Landlord and tenant then go back and forth on various scenarios and offers (tenant offers lower NER, landlord counters with higher NER). Eventually meet somewhere in the middle at a "market" NER. 

This doesn't really answer your question about how it affects your portfolio or if its accreditive or not. At portfolio level, it seems pretty basic calc.

Does doing this lease deal increase NOI? If yes, proceed.

Next question, is the total landlord costs of doing this deal (landlord buildout, TI) less than the total property value increase? If yes, proceed.

Finally, is the NER, or base rent at market? If Yes, sign that deal we good to go!  If no, you're renting below market --> portfolio value is not being maximized.

 

I don't know what low impact, multi tenant leases you're doing (garden style multi family?), but when you're looking at $1mm buildouts for AA credit tenants that involve relocating tenants at lower rates to accommodate this new tenant which you never underwrote at acquisition... well you kinda want to know more than a fucking Net Effective Rent that says nothing about cash flow, nothing about the time value of money (an actual thing), nothing about where NOI will sit at the end of the hold period such that you can understand what your exit price, net sale proceeds, and ultimate ROI will be. Argus gives you all of that, and all you do is adjust a few assumptions.

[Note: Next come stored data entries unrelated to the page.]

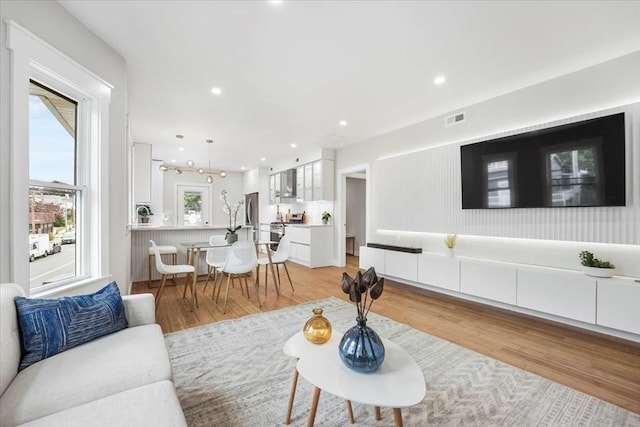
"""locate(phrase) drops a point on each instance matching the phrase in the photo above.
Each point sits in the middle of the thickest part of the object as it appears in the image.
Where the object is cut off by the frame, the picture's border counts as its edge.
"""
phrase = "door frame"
(341, 218)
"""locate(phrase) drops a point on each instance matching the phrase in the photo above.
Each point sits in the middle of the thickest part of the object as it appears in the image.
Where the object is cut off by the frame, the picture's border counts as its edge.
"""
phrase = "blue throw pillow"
(50, 326)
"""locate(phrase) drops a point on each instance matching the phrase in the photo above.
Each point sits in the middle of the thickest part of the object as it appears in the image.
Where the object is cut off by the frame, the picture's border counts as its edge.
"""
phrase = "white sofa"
(120, 379)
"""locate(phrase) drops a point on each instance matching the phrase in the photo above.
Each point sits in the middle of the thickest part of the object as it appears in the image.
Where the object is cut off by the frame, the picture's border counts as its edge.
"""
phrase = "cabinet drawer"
(488, 281)
(573, 297)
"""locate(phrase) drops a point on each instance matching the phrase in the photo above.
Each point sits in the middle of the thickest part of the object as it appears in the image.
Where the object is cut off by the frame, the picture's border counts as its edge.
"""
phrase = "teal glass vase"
(361, 349)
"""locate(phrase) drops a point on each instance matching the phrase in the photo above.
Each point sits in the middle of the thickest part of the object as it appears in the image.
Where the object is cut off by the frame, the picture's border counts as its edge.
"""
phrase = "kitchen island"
(171, 235)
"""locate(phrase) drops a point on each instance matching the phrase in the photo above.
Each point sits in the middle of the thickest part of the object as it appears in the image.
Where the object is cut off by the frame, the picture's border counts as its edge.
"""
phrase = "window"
(499, 181)
(193, 204)
(53, 190)
(574, 174)
(58, 210)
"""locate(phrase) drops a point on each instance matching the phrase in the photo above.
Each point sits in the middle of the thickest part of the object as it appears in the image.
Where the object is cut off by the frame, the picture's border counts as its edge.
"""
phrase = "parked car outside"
(69, 237)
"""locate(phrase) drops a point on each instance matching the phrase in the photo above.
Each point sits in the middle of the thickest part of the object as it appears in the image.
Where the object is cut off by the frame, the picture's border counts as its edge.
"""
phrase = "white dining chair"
(215, 258)
(278, 258)
(168, 270)
(239, 263)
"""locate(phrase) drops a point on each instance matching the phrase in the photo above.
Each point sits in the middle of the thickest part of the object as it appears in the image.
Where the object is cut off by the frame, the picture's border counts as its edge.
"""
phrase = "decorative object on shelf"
(450, 241)
(144, 212)
(325, 217)
(592, 266)
(361, 349)
(231, 235)
(317, 330)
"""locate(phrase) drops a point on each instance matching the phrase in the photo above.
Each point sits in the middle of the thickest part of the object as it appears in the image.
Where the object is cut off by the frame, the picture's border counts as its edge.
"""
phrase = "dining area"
(205, 268)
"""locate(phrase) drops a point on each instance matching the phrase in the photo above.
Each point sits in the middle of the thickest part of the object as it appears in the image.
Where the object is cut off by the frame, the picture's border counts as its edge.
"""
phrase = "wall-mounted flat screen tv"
(574, 165)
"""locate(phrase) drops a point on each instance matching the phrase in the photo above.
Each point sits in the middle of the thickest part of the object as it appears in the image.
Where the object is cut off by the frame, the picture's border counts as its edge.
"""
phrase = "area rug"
(234, 373)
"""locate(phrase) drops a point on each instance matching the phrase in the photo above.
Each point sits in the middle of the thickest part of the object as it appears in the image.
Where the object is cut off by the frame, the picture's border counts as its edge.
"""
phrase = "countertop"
(289, 224)
(154, 227)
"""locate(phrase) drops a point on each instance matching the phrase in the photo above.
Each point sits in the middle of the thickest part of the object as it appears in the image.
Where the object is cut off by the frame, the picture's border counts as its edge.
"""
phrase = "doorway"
(353, 195)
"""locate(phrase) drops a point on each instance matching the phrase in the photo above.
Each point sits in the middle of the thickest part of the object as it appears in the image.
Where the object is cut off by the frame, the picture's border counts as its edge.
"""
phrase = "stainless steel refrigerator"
(251, 216)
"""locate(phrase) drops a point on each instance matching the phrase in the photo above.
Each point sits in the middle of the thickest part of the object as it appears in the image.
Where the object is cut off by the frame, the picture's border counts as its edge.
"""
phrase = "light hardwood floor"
(601, 366)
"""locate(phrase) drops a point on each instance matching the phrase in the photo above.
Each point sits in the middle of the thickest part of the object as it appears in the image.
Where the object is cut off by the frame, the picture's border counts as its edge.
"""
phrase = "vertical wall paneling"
(421, 191)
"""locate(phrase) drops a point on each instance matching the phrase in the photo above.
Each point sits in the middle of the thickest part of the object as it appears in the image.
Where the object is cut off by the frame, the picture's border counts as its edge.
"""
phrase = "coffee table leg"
(378, 414)
(397, 417)
(314, 407)
(350, 412)
(292, 395)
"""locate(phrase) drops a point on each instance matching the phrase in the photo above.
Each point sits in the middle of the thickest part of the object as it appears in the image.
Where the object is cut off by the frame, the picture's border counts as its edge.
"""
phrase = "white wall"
(233, 183)
(425, 185)
(53, 24)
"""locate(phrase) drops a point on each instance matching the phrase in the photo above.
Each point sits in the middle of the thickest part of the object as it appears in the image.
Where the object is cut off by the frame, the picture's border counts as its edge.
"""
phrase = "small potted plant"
(450, 242)
(592, 266)
(325, 217)
(144, 212)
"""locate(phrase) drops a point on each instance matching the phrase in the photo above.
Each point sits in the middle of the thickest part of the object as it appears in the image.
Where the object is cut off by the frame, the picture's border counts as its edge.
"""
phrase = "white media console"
(609, 306)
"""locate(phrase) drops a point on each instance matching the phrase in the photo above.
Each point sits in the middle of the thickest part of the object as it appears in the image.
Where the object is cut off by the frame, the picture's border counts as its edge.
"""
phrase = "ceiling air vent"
(454, 119)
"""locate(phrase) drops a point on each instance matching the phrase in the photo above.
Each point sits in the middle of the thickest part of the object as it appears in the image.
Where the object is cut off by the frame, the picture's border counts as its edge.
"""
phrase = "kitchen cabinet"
(311, 245)
(314, 181)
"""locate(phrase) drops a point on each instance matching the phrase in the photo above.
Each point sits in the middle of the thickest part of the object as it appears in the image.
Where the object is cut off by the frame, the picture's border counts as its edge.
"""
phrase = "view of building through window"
(53, 191)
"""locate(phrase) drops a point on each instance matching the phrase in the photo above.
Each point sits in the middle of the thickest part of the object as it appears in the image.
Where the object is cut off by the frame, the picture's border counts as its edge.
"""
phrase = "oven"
(277, 231)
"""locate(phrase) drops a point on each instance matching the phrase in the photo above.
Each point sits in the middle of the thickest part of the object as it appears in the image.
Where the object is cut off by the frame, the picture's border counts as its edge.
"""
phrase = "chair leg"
(159, 294)
(258, 292)
(246, 286)
(208, 276)
(218, 285)
(288, 275)
(174, 259)
(226, 297)
(149, 282)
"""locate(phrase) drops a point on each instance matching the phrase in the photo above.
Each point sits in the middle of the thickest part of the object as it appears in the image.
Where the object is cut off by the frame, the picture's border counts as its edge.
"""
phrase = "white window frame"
(34, 59)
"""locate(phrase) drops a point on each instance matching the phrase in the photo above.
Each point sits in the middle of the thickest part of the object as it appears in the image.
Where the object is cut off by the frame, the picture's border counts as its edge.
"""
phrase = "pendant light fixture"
(191, 167)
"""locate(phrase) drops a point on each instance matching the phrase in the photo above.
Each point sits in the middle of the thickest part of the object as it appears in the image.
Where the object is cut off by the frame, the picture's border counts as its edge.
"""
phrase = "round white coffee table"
(399, 383)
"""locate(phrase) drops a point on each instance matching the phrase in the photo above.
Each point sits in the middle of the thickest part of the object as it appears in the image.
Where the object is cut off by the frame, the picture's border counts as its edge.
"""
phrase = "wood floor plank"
(602, 366)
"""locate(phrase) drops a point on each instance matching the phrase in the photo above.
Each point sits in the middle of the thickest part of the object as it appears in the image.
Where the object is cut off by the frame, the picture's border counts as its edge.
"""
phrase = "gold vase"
(317, 330)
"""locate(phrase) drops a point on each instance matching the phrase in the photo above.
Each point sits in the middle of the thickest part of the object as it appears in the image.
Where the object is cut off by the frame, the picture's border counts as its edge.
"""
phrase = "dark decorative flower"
(364, 287)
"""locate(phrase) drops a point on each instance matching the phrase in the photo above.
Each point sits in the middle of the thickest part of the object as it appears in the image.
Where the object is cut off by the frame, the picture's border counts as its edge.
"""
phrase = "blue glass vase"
(361, 349)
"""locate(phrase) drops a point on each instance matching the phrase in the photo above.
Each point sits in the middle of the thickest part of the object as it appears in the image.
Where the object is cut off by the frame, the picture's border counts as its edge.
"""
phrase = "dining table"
(193, 255)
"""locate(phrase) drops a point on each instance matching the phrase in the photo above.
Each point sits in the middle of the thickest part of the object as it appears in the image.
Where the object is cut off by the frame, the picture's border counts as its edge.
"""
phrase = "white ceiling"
(290, 72)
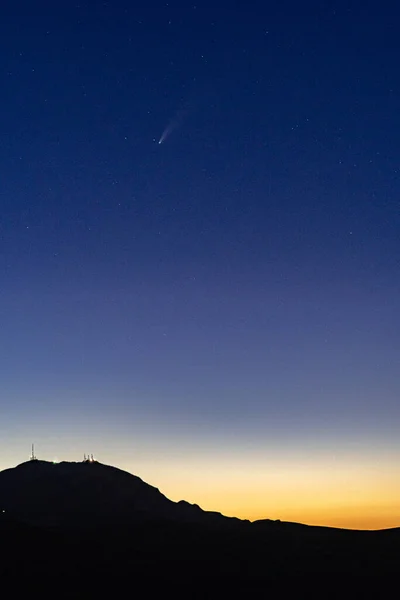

You don't need to be a top 50 REPE firm to use a $2k per year software. Ignore everything I said if your "business plan" (raise rents, lower expenses?) operates in a sandbox. If you're doing more than that, totally makes sense to use Argus.

Finally, and I'll get off my soap box, you don't need to be a top 50 REPE to work with institutional partners who value the sophistication and data-driven approach of return analysis of an Argus run. Good fucking luck using NER and NOI to justify your unforeseen $1mm capital call from Oakstreet that was supposed to be saved for Year 3 CapEx. 😜

Edit: By the way, this example is straight from experience with an industrial building, so don't you dare think I'm talking retail or Class A office and dismiss it as irrelevant to your business.